The expression 'income' includes not merely what is received or what comes in by exploiting the use of a property but also what one saves by using it oneself. That which can be converted into income can be reasonably regarded as giving rise to income, Bhagwan Dass Jain v. Union of India, AIR 1981 SC 907: (1981) 2 SCC 135: (1981) 2 SCR 808.
The expression 'income' in Entry 82, List I cannot be subjected, by implication, to any restriction by the way in which that term might have been deployed in a fiscal statute. The expression 'income' in the legislative entry has always been understood in a wide and comprehensive connotation to embrace within it every kind of receipt or gain either of a capital nature or of a revenue nature, Elel Hotels and Investments Ltd. v. Union of India, AIR 1990 SC 1664: (1989) 3 SCC 698.
The word 'income', ordinarily in normal sense, connotes any earning or profit or gain periodically, regularly or even daily in whatever manner and from whatever source. Thus it is a word of very wide import, Universal Radiators v. CIT, AIR 1993 SC 2254 (2256): (1993) 2 SCC 629.
Prize money received by the participant in a Motor Rally is 'income' and is liable to tax, CIT v.
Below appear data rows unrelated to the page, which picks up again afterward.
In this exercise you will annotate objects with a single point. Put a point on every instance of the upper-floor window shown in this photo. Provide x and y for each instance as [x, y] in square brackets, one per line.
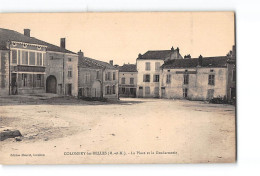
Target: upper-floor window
[168, 79]
[131, 80]
[186, 79]
[146, 78]
[234, 75]
[27, 57]
[157, 65]
[211, 79]
[70, 72]
[122, 80]
[87, 78]
[97, 76]
[114, 76]
[14, 56]
[147, 66]
[156, 78]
G.R. Karthikeyan, AIR 1993 SC 1671 (1675). [Income-tax Act, 1961, s. 2(24)]
The terms 'income' is elastic and has a wide connotation. Whatever comes in or is received, is income. But, however wide the import and connotation of the term 'income', it is incapable of being understood as meaning receipt having no nexus to one's labour, or expertise, or property, or investment, and having further a source which may or may not yield a regular revenue. These essential characteristics are vital in understanding the term 'income'. Therefore, it can be said that, though 'income' is receipt in the hand of its receipt, every receipt would not partake the character of income. Qua the public servant, whatever return he gets from his service, will be the primary item of his income. Other incomes which conceivably are income qua the public servant, will be in the regular receipt from (a) his property, or (b) his investment. A receipt from windfall, or gains of graft, crime or immoral secretions by persons prima facie would not be receipt from the 'known sources of income' of a public servant, State of Madhya Pradesh v. Awadh Kishore Gupta, (2004) 1 SCC 691 (697): AIR 2004 SC 517. [Prevention of Corruption Act, 1988, s. 13(1)(e)]
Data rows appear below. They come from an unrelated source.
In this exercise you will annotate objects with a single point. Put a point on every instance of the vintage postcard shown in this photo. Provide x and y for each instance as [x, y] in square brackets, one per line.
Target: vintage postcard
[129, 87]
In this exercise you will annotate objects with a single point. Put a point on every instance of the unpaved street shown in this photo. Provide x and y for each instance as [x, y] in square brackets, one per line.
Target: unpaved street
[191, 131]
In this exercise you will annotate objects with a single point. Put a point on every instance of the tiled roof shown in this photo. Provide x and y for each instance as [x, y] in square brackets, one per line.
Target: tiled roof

Income Travelling allowance is not a source of income, R. Janaht Raman v. State, (2006) 1 SCC 697.
Income, that monthly sums paid by a husband to his wife (who was adjudicated bankrupt) ' under a covenant in deed executed during the pendency of the wife's application for an order for maintenance on dissolution of their marriage, constituted 'income' within section 51(2) of the English Bankruptcy Act, 1914, P. Veerasamy v. Official Assignee, (1999) 2 SCC 505.
Maintenance ordered to be paid by the Divorce Division to a bankrupt wife during the joint lives of herself and her former husband, was held to be 'income', Landau case, (1934) Ch 549 (554, 556): 151 LT 190 (CA).
Was to be construed 'ejusdem generis' like salary, Huttan, Benwell Ex parte, (1884) 14 QBD 301 (307) (CA).
Means income in the nature of salary and it has reference to a particular period such as a year or some part of a year, Mulla, Law of Insolvency, 3rd Edn., 1977, p. 459.